“Benar-benar keren ceritanya. Kamu rutin membaca cerpen di tabloid?” aku mengembalikan tabloidnya.
“Iya, cerita-cerita fiksi memang selalu memberi inspirasi.”
Terus terang, itu adalah kali pertamanya aku membaca cerpen secara tuntas. Sebelum-sebelumnya paling hanya tiga sampai lima paragraf aku mampu membacanya. Maklum, banyak cerpen membingungkan pembacanya. Atau pembacanya yang tak bisa memahami cerpen.

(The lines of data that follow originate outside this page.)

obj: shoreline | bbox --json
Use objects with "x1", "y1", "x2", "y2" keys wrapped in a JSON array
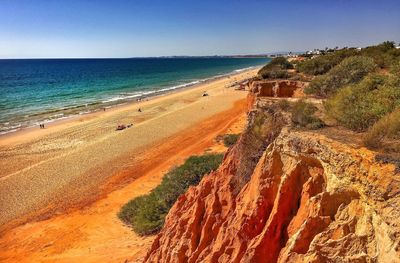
[
  {"x1": 0, "y1": 66, "x2": 262, "y2": 138},
  {"x1": 0, "y1": 66, "x2": 261, "y2": 146},
  {"x1": 0, "y1": 67, "x2": 256, "y2": 232}
]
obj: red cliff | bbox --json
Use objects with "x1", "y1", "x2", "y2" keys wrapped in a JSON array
[{"x1": 145, "y1": 100, "x2": 400, "y2": 262}]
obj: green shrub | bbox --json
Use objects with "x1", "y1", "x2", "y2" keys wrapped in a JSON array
[
  {"x1": 325, "y1": 75, "x2": 400, "y2": 131},
  {"x1": 296, "y1": 41, "x2": 400, "y2": 75},
  {"x1": 364, "y1": 108, "x2": 400, "y2": 147},
  {"x1": 258, "y1": 57, "x2": 293, "y2": 79},
  {"x1": 360, "y1": 41, "x2": 400, "y2": 68},
  {"x1": 305, "y1": 56, "x2": 376, "y2": 97},
  {"x1": 118, "y1": 154, "x2": 223, "y2": 235},
  {"x1": 296, "y1": 49, "x2": 357, "y2": 75},
  {"x1": 224, "y1": 134, "x2": 240, "y2": 147},
  {"x1": 277, "y1": 99, "x2": 290, "y2": 111},
  {"x1": 292, "y1": 100, "x2": 324, "y2": 129}
]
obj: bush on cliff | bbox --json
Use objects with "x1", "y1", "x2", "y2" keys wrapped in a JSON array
[
  {"x1": 258, "y1": 57, "x2": 293, "y2": 79},
  {"x1": 291, "y1": 100, "x2": 324, "y2": 129},
  {"x1": 118, "y1": 154, "x2": 223, "y2": 235},
  {"x1": 305, "y1": 56, "x2": 376, "y2": 97},
  {"x1": 223, "y1": 134, "x2": 240, "y2": 147},
  {"x1": 360, "y1": 41, "x2": 400, "y2": 68},
  {"x1": 364, "y1": 108, "x2": 400, "y2": 147},
  {"x1": 325, "y1": 75, "x2": 400, "y2": 131},
  {"x1": 296, "y1": 49, "x2": 357, "y2": 75}
]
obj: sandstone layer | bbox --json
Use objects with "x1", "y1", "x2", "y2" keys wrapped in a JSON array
[{"x1": 145, "y1": 98, "x2": 400, "y2": 262}]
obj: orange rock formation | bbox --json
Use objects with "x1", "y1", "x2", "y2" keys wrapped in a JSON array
[{"x1": 145, "y1": 97, "x2": 400, "y2": 262}]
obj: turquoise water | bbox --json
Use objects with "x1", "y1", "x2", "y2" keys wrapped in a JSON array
[{"x1": 0, "y1": 57, "x2": 268, "y2": 133}]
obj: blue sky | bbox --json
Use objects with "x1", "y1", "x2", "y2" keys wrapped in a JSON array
[{"x1": 0, "y1": 0, "x2": 400, "y2": 58}]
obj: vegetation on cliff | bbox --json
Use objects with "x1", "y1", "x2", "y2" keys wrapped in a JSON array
[
  {"x1": 297, "y1": 41, "x2": 400, "y2": 75},
  {"x1": 223, "y1": 134, "x2": 240, "y2": 147},
  {"x1": 118, "y1": 154, "x2": 223, "y2": 235},
  {"x1": 305, "y1": 56, "x2": 376, "y2": 97},
  {"x1": 291, "y1": 100, "x2": 325, "y2": 130},
  {"x1": 258, "y1": 57, "x2": 293, "y2": 79},
  {"x1": 297, "y1": 41, "x2": 400, "y2": 142}
]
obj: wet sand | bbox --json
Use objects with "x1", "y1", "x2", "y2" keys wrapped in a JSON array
[{"x1": 0, "y1": 70, "x2": 255, "y2": 262}]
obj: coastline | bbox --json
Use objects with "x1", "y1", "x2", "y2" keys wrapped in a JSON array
[
  {"x1": 0, "y1": 70, "x2": 256, "y2": 233},
  {"x1": 0, "y1": 100, "x2": 250, "y2": 262},
  {"x1": 0, "y1": 66, "x2": 261, "y2": 146},
  {"x1": 0, "y1": 66, "x2": 261, "y2": 137}
]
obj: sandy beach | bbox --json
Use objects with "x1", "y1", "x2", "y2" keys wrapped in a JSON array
[{"x1": 0, "y1": 70, "x2": 256, "y2": 262}]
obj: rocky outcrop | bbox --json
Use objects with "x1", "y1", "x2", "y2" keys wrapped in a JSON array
[
  {"x1": 145, "y1": 101, "x2": 400, "y2": 262},
  {"x1": 249, "y1": 80, "x2": 308, "y2": 98}
]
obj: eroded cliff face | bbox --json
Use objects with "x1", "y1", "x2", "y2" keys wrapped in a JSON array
[{"x1": 145, "y1": 102, "x2": 400, "y2": 262}]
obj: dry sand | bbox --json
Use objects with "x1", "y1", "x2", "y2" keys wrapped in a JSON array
[{"x1": 0, "y1": 70, "x2": 255, "y2": 262}]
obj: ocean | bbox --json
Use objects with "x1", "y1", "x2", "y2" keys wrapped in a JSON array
[{"x1": 0, "y1": 57, "x2": 269, "y2": 134}]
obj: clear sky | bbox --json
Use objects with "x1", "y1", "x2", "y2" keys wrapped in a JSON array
[{"x1": 0, "y1": 0, "x2": 400, "y2": 58}]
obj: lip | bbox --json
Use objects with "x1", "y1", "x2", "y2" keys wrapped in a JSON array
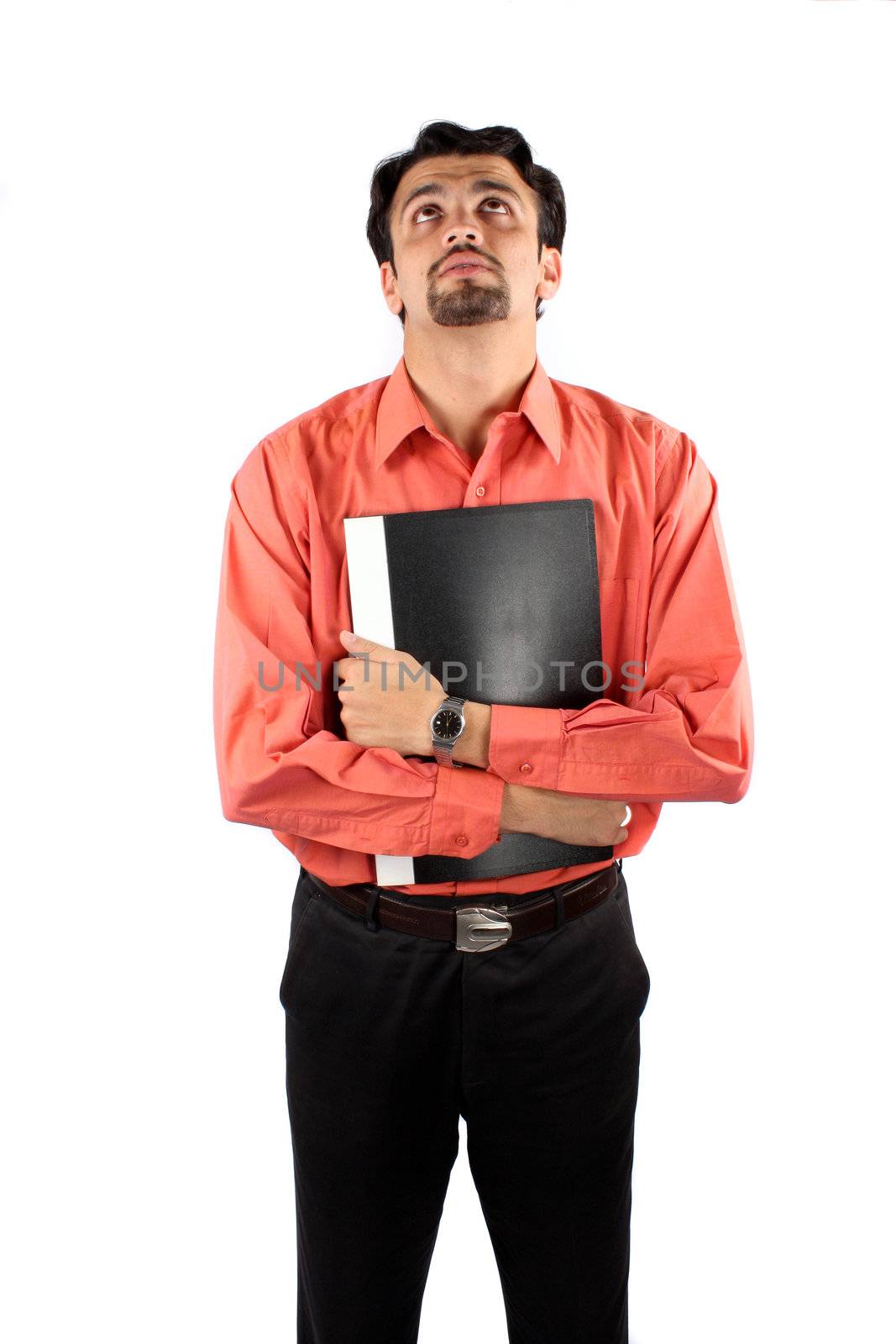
[{"x1": 442, "y1": 253, "x2": 490, "y2": 276}]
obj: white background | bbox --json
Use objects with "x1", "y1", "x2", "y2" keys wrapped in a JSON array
[{"x1": 0, "y1": 0, "x2": 896, "y2": 1344}]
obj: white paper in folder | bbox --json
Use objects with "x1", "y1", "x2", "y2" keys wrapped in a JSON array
[{"x1": 343, "y1": 513, "x2": 414, "y2": 887}]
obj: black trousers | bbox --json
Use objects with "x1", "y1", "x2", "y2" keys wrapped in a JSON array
[{"x1": 280, "y1": 871, "x2": 650, "y2": 1344}]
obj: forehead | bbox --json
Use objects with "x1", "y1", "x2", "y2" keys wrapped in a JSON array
[{"x1": 392, "y1": 155, "x2": 532, "y2": 213}]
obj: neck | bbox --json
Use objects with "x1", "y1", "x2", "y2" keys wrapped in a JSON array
[{"x1": 405, "y1": 328, "x2": 536, "y2": 459}]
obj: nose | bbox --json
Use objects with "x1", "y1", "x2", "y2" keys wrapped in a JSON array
[{"x1": 442, "y1": 220, "x2": 482, "y2": 247}]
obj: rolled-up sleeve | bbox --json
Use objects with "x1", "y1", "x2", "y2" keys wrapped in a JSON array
[
  {"x1": 213, "y1": 438, "x2": 505, "y2": 858},
  {"x1": 489, "y1": 434, "x2": 753, "y2": 802}
]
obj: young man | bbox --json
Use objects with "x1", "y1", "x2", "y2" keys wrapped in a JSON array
[{"x1": 215, "y1": 123, "x2": 752, "y2": 1344}]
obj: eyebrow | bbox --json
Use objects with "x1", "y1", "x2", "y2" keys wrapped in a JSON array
[{"x1": 401, "y1": 177, "x2": 525, "y2": 219}]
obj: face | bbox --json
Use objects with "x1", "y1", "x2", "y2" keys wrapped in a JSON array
[{"x1": 380, "y1": 155, "x2": 560, "y2": 327}]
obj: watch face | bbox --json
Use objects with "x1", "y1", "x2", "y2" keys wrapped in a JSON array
[{"x1": 432, "y1": 710, "x2": 462, "y2": 741}]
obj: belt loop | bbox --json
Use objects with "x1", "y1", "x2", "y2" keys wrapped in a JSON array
[{"x1": 364, "y1": 887, "x2": 380, "y2": 932}]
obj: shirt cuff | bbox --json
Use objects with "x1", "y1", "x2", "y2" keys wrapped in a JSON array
[
  {"x1": 489, "y1": 704, "x2": 563, "y2": 789},
  {"x1": 428, "y1": 764, "x2": 504, "y2": 858}
]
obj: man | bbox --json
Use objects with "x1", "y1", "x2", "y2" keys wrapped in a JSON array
[{"x1": 215, "y1": 123, "x2": 752, "y2": 1344}]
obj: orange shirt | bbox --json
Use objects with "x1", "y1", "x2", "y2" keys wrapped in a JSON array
[{"x1": 213, "y1": 356, "x2": 753, "y2": 896}]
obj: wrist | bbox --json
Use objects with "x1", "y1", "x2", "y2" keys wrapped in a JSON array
[
  {"x1": 453, "y1": 701, "x2": 491, "y2": 770},
  {"x1": 498, "y1": 784, "x2": 532, "y2": 835}
]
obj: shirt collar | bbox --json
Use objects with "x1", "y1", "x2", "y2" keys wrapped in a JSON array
[{"x1": 374, "y1": 354, "x2": 562, "y2": 468}]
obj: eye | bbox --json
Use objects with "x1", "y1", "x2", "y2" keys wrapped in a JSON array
[{"x1": 411, "y1": 197, "x2": 509, "y2": 224}]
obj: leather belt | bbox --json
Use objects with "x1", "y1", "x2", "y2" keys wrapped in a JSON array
[{"x1": 305, "y1": 863, "x2": 619, "y2": 952}]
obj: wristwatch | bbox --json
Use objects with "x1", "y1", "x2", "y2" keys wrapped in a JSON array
[{"x1": 430, "y1": 695, "x2": 466, "y2": 770}]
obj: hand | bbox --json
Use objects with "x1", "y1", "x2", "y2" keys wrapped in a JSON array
[
  {"x1": 333, "y1": 630, "x2": 448, "y2": 755},
  {"x1": 500, "y1": 784, "x2": 629, "y2": 845}
]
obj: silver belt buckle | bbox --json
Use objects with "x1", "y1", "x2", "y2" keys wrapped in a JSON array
[{"x1": 454, "y1": 906, "x2": 513, "y2": 952}]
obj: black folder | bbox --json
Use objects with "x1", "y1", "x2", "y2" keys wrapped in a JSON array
[{"x1": 344, "y1": 499, "x2": 612, "y2": 885}]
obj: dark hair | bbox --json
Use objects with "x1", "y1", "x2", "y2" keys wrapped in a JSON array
[{"x1": 367, "y1": 121, "x2": 567, "y2": 325}]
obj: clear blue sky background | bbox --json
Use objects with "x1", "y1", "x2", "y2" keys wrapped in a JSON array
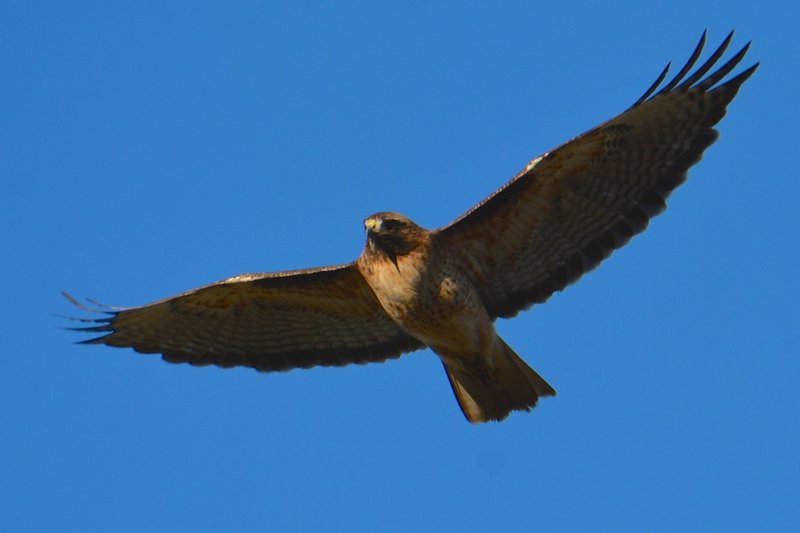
[{"x1": 0, "y1": 0, "x2": 800, "y2": 531}]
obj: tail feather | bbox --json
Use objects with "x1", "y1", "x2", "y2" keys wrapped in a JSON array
[{"x1": 442, "y1": 337, "x2": 556, "y2": 423}]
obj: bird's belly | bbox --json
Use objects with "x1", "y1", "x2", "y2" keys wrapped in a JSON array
[{"x1": 375, "y1": 263, "x2": 495, "y2": 357}]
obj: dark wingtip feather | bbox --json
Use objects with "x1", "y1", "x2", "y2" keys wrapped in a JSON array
[
  {"x1": 678, "y1": 31, "x2": 733, "y2": 89},
  {"x1": 656, "y1": 30, "x2": 708, "y2": 95},
  {"x1": 631, "y1": 63, "x2": 672, "y2": 107}
]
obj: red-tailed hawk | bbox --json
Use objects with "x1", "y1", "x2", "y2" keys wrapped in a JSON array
[{"x1": 67, "y1": 33, "x2": 758, "y2": 422}]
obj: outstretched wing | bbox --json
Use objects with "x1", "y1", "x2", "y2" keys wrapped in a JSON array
[
  {"x1": 437, "y1": 33, "x2": 758, "y2": 317},
  {"x1": 69, "y1": 263, "x2": 423, "y2": 371}
]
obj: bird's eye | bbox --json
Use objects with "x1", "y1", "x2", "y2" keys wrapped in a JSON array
[{"x1": 381, "y1": 218, "x2": 403, "y2": 231}]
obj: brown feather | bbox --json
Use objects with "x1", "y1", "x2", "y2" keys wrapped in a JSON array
[
  {"x1": 70, "y1": 264, "x2": 423, "y2": 371},
  {"x1": 437, "y1": 35, "x2": 758, "y2": 318}
]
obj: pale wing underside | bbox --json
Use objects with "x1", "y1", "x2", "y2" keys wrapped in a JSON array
[
  {"x1": 437, "y1": 34, "x2": 758, "y2": 317},
  {"x1": 69, "y1": 264, "x2": 422, "y2": 371}
]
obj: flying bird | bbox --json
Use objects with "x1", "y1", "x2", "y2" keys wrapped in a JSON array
[{"x1": 67, "y1": 32, "x2": 758, "y2": 422}]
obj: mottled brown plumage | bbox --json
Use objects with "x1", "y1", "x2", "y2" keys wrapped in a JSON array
[{"x1": 67, "y1": 34, "x2": 758, "y2": 422}]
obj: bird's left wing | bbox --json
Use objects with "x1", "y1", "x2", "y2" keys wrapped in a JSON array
[
  {"x1": 436, "y1": 34, "x2": 758, "y2": 317},
  {"x1": 69, "y1": 263, "x2": 423, "y2": 371}
]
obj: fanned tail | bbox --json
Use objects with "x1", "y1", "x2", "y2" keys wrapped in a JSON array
[{"x1": 442, "y1": 337, "x2": 556, "y2": 423}]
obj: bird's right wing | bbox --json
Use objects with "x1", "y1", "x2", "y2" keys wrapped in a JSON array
[{"x1": 68, "y1": 263, "x2": 423, "y2": 371}]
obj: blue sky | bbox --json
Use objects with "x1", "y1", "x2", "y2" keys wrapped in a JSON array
[{"x1": 0, "y1": 0, "x2": 800, "y2": 531}]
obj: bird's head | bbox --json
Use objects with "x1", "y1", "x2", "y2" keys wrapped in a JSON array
[{"x1": 364, "y1": 213, "x2": 427, "y2": 263}]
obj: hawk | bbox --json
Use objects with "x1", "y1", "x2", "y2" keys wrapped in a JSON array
[{"x1": 67, "y1": 32, "x2": 758, "y2": 422}]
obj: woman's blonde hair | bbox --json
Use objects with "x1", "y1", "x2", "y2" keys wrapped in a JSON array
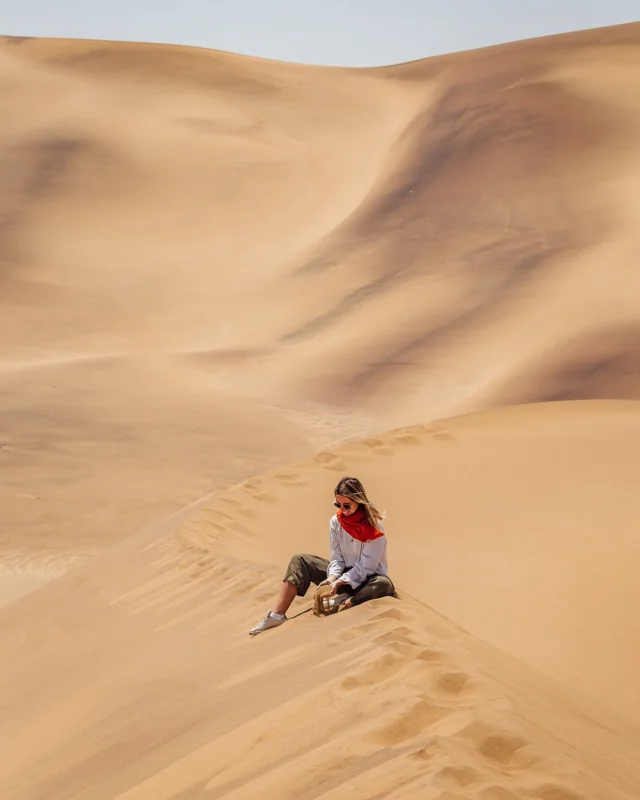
[{"x1": 334, "y1": 478, "x2": 384, "y2": 530}]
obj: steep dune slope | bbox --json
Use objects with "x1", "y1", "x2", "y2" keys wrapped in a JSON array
[
  {"x1": 0, "y1": 25, "x2": 640, "y2": 592},
  {"x1": 0, "y1": 404, "x2": 640, "y2": 800}
]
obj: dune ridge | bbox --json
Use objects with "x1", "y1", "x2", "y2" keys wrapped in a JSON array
[
  {"x1": 0, "y1": 18, "x2": 640, "y2": 800},
  {"x1": 0, "y1": 404, "x2": 640, "y2": 800},
  {"x1": 0, "y1": 24, "x2": 640, "y2": 576}
]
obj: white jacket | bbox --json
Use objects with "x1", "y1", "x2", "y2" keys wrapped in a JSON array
[{"x1": 327, "y1": 514, "x2": 388, "y2": 589}]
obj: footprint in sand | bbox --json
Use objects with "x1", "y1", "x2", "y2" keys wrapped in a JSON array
[
  {"x1": 392, "y1": 425, "x2": 425, "y2": 445},
  {"x1": 458, "y1": 722, "x2": 540, "y2": 769},
  {"x1": 362, "y1": 438, "x2": 393, "y2": 456},
  {"x1": 342, "y1": 653, "x2": 407, "y2": 692},
  {"x1": 218, "y1": 497, "x2": 253, "y2": 515},
  {"x1": 436, "y1": 672, "x2": 471, "y2": 697},
  {"x1": 478, "y1": 786, "x2": 522, "y2": 800},
  {"x1": 422, "y1": 422, "x2": 456, "y2": 443},
  {"x1": 313, "y1": 450, "x2": 347, "y2": 472},
  {"x1": 239, "y1": 479, "x2": 277, "y2": 503},
  {"x1": 531, "y1": 783, "x2": 586, "y2": 800},
  {"x1": 433, "y1": 764, "x2": 483, "y2": 789},
  {"x1": 369, "y1": 700, "x2": 452, "y2": 746},
  {"x1": 414, "y1": 647, "x2": 447, "y2": 664},
  {"x1": 273, "y1": 472, "x2": 309, "y2": 486}
]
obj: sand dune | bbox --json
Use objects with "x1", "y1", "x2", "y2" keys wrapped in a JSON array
[
  {"x1": 0, "y1": 25, "x2": 640, "y2": 576},
  {"x1": 0, "y1": 24, "x2": 640, "y2": 800},
  {"x1": 0, "y1": 403, "x2": 640, "y2": 800}
]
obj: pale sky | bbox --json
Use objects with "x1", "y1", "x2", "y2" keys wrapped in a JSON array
[{"x1": 0, "y1": 0, "x2": 640, "y2": 66}]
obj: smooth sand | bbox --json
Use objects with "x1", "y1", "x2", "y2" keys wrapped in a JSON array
[{"x1": 0, "y1": 25, "x2": 640, "y2": 800}]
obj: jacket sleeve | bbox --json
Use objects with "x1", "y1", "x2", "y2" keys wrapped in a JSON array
[
  {"x1": 341, "y1": 536, "x2": 386, "y2": 589},
  {"x1": 327, "y1": 516, "x2": 345, "y2": 578}
]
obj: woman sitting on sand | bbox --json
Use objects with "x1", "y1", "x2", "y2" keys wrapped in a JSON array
[{"x1": 249, "y1": 478, "x2": 395, "y2": 636}]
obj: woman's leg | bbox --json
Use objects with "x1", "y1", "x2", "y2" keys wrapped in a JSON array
[
  {"x1": 249, "y1": 553, "x2": 329, "y2": 636},
  {"x1": 273, "y1": 581, "x2": 298, "y2": 614},
  {"x1": 273, "y1": 553, "x2": 329, "y2": 614},
  {"x1": 345, "y1": 575, "x2": 396, "y2": 608}
]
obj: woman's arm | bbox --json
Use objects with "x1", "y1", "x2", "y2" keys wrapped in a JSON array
[
  {"x1": 327, "y1": 517, "x2": 345, "y2": 580},
  {"x1": 340, "y1": 536, "x2": 385, "y2": 589}
]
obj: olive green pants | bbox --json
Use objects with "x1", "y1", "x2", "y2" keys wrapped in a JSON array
[{"x1": 283, "y1": 553, "x2": 396, "y2": 606}]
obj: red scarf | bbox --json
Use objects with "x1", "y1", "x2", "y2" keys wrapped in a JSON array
[{"x1": 338, "y1": 507, "x2": 384, "y2": 544}]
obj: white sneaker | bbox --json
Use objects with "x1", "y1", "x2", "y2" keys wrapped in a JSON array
[{"x1": 249, "y1": 611, "x2": 287, "y2": 636}]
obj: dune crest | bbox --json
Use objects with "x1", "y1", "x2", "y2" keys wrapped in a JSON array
[
  {"x1": 0, "y1": 24, "x2": 640, "y2": 800},
  {"x1": 0, "y1": 24, "x2": 640, "y2": 580}
]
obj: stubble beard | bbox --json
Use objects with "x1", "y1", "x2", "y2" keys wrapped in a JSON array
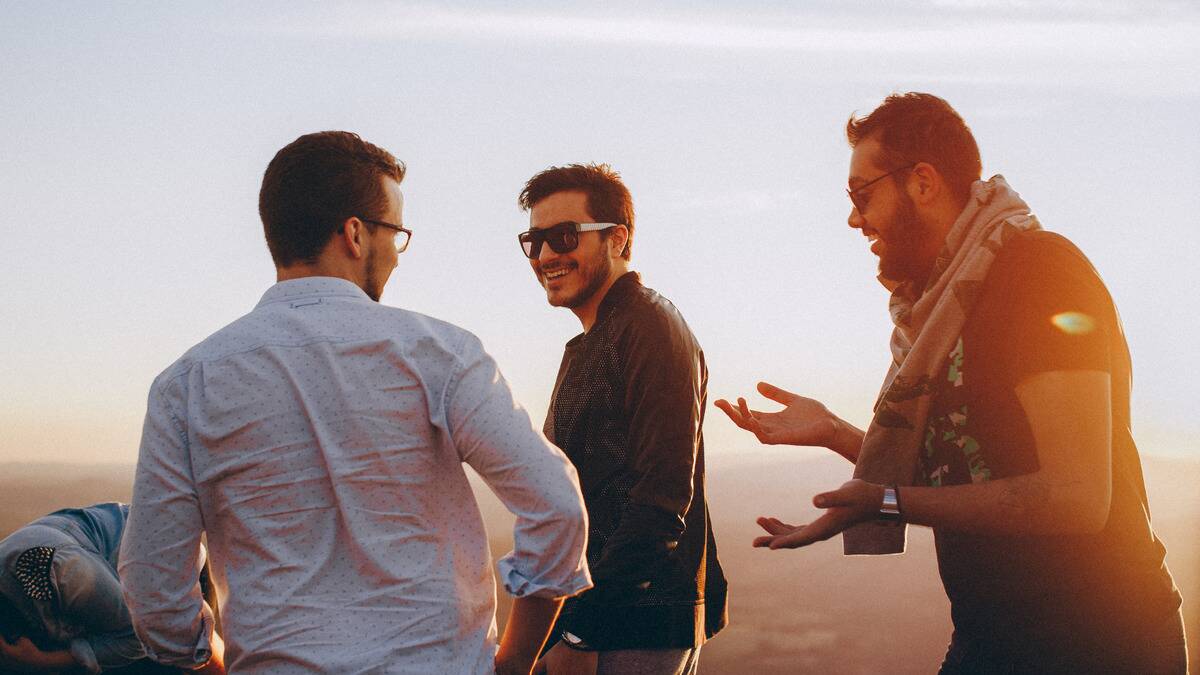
[
  {"x1": 550, "y1": 246, "x2": 612, "y2": 310},
  {"x1": 362, "y1": 249, "x2": 384, "y2": 303},
  {"x1": 880, "y1": 195, "x2": 930, "y2": 291}
]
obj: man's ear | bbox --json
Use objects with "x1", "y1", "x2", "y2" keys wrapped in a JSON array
[
  {"x1": 336, "y1": 216, "x2": 367, "y2": 259},
  {"x1": 907, "y1": 162, "x2": 944, "y2": 205},
  {"x1": 608, "y1": 226, "x2": 629, "y2": 258}
]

Entahlah.
“Kalau kau punya cerita menarik, bisa juga dibikin cerpen, Bob.”
Tiba-tiba aku teringat tentang kakek peminta-minta di pinggir jalan. Mungkin kisah itu bisa dituangkan jadi cerpen, seperti yang diusulkan Tata.
Sepulang dari kantor, aku langsung membuka laptop. Di layar canggih itu aku mencoba menuliskan kisah tentang kakek peminta-minta di pinggir jalan. Mungkin dengan cara ini, visi dan misiku berhasil.
Namun sayang, burung tetaplah burung, tidak bisa dipaksa menyelam dalam laut, sebagaimana ikan yang tidak bisa dipaksa terbang ke angkasa luas. Aku tidak pernah menulis cerita. Baru satu setengah paragraf jari-jariku berhenti. Aku tak bisa melanjutkan bagaimana menulis cerita dengan bagus. Pun aku tak pernah mengikuti training dan workshop kepenulisan.
***
IBUKU senang sekali menyaksikan acara-acara televisi seperti Kick Andy, Hitam Putih, sampai Bukan Empat Mata. Tampak malam ini, ibu duduk manis di depan kotak ajaib sambil mengemil kacang kulit. Kalau sudah begini, tidak seorang pun yang bisa mengganggunya, apalagi memindah channel televisi lain.
“Tayangan ini berisi edukasi tinggi, lihat saja ‘orang-orang kecil’ bisa diangkat kepermukaan. Bukan seperti program lainnya yang hanya berisi hiburan, atau ajakan hidup ala selebritis,” pesan ibu suatu ketika.
“Tapi terkadang, ibu juga nonton sinetron-sinetron, hayooo…” bapak menyeloroh.